第10話 夏から冬にかけての思い出と現実

文字数 1,354文字

 内部進学とはいえ、中三の夏はやっぱり勉強しないといけないようで、特に里沙さんのように東大を受けるような子は、もう大学の受験体制に入っていた。
 引き摺られるように、四人とも勉学に励んでいる。ここで勉強したり、図書館に行ったり……。
 勉強することは、良いことなのだけど、ここに来て『受験生の母』をするとは思わなかったよ。人生って面白いね。

 そういう感じで夏が過ぎ、秋が過ぎして、いつの間にか冬が来ていた。
 今日なんかは、珍しく小雪が舞っている。
 だけど、僕の庭は相変わらず季節が分からなくなるような、花咲乱れる庭になっているのだけれども……。



 夏から冬にかけては、あまり良い思い出がない。
 そう言ってしまったら、千代さんに失礼なんだろうけど。

 夏に千代さんは結納が決まって、正式に婚約することになった。
 あの夏も暑くて千代さんははしたなくも、タライに水を張って氷屋さんの氷を入れて足を付けてたんだよな。
 千代さんの婚約者のお金で買った氷と、ジュースを飲むのに使っているストローもそうだっけ……。
 今考えると随分ひどい話だ。婚約者にお金だけ出させて、自分は他の男と逢い引きだなんて。
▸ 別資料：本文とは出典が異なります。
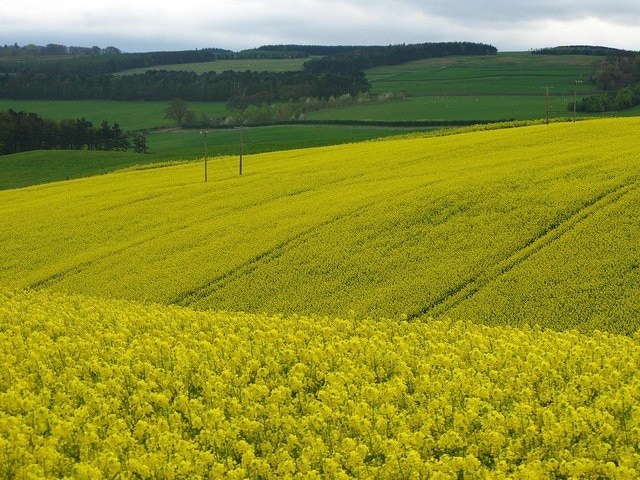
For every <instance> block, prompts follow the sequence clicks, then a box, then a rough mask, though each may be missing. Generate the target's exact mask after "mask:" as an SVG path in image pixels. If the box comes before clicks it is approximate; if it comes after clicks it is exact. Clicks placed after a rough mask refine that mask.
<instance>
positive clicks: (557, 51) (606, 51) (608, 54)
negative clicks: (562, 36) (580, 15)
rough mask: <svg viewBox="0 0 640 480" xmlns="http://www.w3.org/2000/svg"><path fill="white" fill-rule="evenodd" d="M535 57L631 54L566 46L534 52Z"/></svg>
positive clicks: (544, 49) (550, 47) (601, 55)
mask: <svg viewBox="0 0 640 480" xmlns="http://www.w3.org/2000/svg"><path fill="white" fill-rule="evenodd" d="M531 53H533V54H534V55H593V56H599V57H604V56H607V55H612V54H619V53H631V52H628V51H627V50H619V49H617V48H611V47H600V46H594V45H566V46H560V47H547V48H539V49H537V50H533V51H532V52H531Z"/></svg>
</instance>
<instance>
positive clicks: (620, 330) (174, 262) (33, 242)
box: [0, 119, 640, 333]
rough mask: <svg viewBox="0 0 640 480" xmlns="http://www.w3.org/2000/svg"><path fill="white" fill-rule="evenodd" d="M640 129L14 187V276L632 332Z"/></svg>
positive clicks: (254, 157)
mask: <svg viewBox="0 0 640 480" xmlns="http://www.w3.org/2000/svg"><path fill="white" fill-rule="evenodd" d="M639 127H640V120H638V119H611V120H598V121H588V122H578V123H556V124H550V125H535V126H530V127H523V128H513V129H503V130H491V131H484V132H478V131H476V132H470V133H465V134H459V135H452V136H445V137H432V138H408V139H395V140H385V141H379V142H368V143H358V144H348V145H341V146H334V147H322V148H316V149H306V150H290V151H281V152H273V153H265V154H259V155H246V156H245V158H244V175H243V176H242V177H239V176H238V158H237V157H236V156H225V157H218V158H215V159H212V161H211V162H210V163H209V182H207V183H205V182H203V181H202V180H203V179H202V173H203V172H202V165H201V164H200V163H195V164H194V163H190V164H182V165H175V166H168V167H165V168H156V169H151V170H137V171H136V170H133V171H127V172H120V173H116V174H109V175H102V176H98V177H93V178H87V179H80V180H74V181H69V182H62V183H59V184H48V185H43V186H37V187H29V188H24V189H19V190H10V191H4V192H0V215H1V216H2V218H3V219H6V221H5V222H4V223H3V224H2V225H1V226H0V244H1V245H2V246H3V251H4V252H5V255H3V256H2V258H0V284H4V285H7V286H9V287H17V288H28V287H40V288H42V287H46V288H48V289H53V290H57V291H66V292H77V293H84V294H91V295H97V296H104V297H115V298H127V299H134V300H153V301H158V302H161V303H173V302H175V303H180V304H183V305H189V306H192V307H195V308H198V309H211V308H213V309H223V310H230V311H239V310H240V311H247V312H267V313H286V314H293V313H297V314H314V315H329V316H340V315H342V314H345V312H349V311H352V312H353V314H354V315H356V316H358V317H366V316H371V317H374V318H378V317H383V316H384V317H391V318H399V317H402V316H405V317H408V318H411V317H413V316H419V315H424V316H427V317H428V316H444V317H448V316H451V317H453V318H465V319H472V320H474V321H478V322H485V323H492V324H512V323H517V324H522V323H539V324H541V325H543V326H548V327H555V328H574V327H575V328H579V329H583V330H592V329H594V328H602V329H606V330H610V331H615V332H618V333H630V332H633V331H635V330H637V328H638V327H640V325H639V324H638V318H640V315H639V313H640V305H638V302H637V300H635V299H636V298H637V297H638V295H637V293H638V292H639V291H640V283H639V270H640V269H638V267H637V265H638V264H639V263H640V262H639V260H640V247H638V245H640V230H639V229H638V226H637V222H635V221H634V220H633V219H636V218H638V216H639V215H640V212H639V211H638V209H639V208H640V201H639V198H638V195H639V190H638V188H637V179H638V175H639V174H640V171H639V170H638V168H639V166H638V162H637V141H636V132H637V129H638V128H639ZM25 219H28V221H25ZM502 307H503V308H502ZM607 314H608V316H607Z"/></svg>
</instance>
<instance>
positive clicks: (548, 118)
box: [544, 87, 553, 125]
mask: <svg viewBox="0 0 640 480" xmlns="http://www.w3.org/2000/svg"><path fill="white" fill-rule="evenodd" d="M544 88H545V90H546V92H547V95H546V99H547V102H546V103H547V125H549V89H550V88H553V87H544Z"/></svg>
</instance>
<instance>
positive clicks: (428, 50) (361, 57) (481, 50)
mask: <svg viewBox="0 0 640 480" xmlns="http://www.w3.org/2000/svg"><path fill="white" fill-rule="evenodd" d="M497 52H498V50H497V48H496V47H494V46H492V45H486V44H482V43H470V42H442V43H420V44H411V45H389V46H387V47H353V48H351V49H347V50H344V51H339V52H337V53H333V54H330V55H327V56H325V57H322V58H314V59H312V60H309V61H308V62H306V63H305V65H304V68H305V70H306V71H308V72H313V73H318V72H342V73H345V72H346V73H348V72H356V71H361V70H364V69H366V68H372V67H381V66H385V65H398V64H401V63H405V62H410V61H413V60H422V59H425V58H433V57H447V56H452V55H493V54H496V53H497Z"/></svg>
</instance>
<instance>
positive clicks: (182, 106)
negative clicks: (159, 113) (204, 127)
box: [164, 98, 189, 126]
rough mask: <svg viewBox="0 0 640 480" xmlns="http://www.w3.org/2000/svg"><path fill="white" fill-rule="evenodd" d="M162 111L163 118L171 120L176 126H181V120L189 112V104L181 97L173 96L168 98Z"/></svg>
mask: <svg viewBox="0 0 640 480" xmlns="http://www.w3.org/2000/svg"><path fill="white" fill-rule="evenodd" d="M164 113H165V115H164V118H167V119H169V120H173V121H174V122H176V123H177V124H178V126H182V122H183V121H184V120H185V117H186V116H187V114H188V113H189V105H188V104H187V102H185V101H184V100H182V99H181V98H173V99H171V100H169V106H168V107H167V108H166V109H165V111H164Z"/></svg>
『会ったことも無い人なの。私、お金のために売られていくようなものなの』
 その縁談が決まったとき、僕はなんて言ったのだっけ?
 ああそうだ、『おめでとう』って言ったんだ。
 僕は見ているだけで良かった。何もかも諦めて、平穏な一生を送るつもりだったからね。
 こんなに何もかもが不自由な中、自分の意思をハッキリ言い、行動する千代さんが好きだった。人のものだと分かっていても、好きだった。
 僕の苦労に巻き込めないと思ったのに。

『おねがい……。ここに置いて下さい。わたし、伸也さんの事が好きなの。ずっと……。苦労したとしても、ずっと伸也さんと一緒じゃないと、私』
 泣きながら背中に縋ってきた千代さんを、手放すことができず。
 僕は、ひどいことをしてしまった。
 これは、賭けだと言って…………。



 自分の部屋で椅子に座ったまま僕は溜息を吐く。
 もう過去のことだ……何度、後悔してもどうしようも無い。

 さて、明日も学校の弁当作りだ。
 現実の慌ただしさが、救いになっているな。
 僕は寝るために、寝間着に着替えようとしていた。
 
 不意に玄関の呼び鈴が鳴る。
「誰だろう? こんな夜更けに……」
 そう思っていたら、隣の由希子さんの部屋のドアの音がした。
 普段は、呼び鈴が鳴っても出ないのに、何が。
 嫌な予感がして、僕も部屋を飛び出る。

「由希子さん。どうしたの」
 僕は、階段を降りようとした由希子さんの腕を掴む。
 由希子さんは、何か必死な顔をしていた。
「危ないよ。こんな時間の訪問に、女の子が出たら」
「だって……出ないと」
 由希子さんは必死に僕の手を離そうとしている。
「とにかく、僕が出るから……一緒に行こう」
 何か知ってそうな由希子さんと二人で階段を降りた。
 まだ呼び鈴が鳴っている。扉をダンダン叩かれないだけ、マシか。

「はい、はい。そんなに呼び鈴を押さなくても……」
カチャッと扉を開けると、愛理さんとその後ろに泣きそうな顔の早苗さんが立っていた。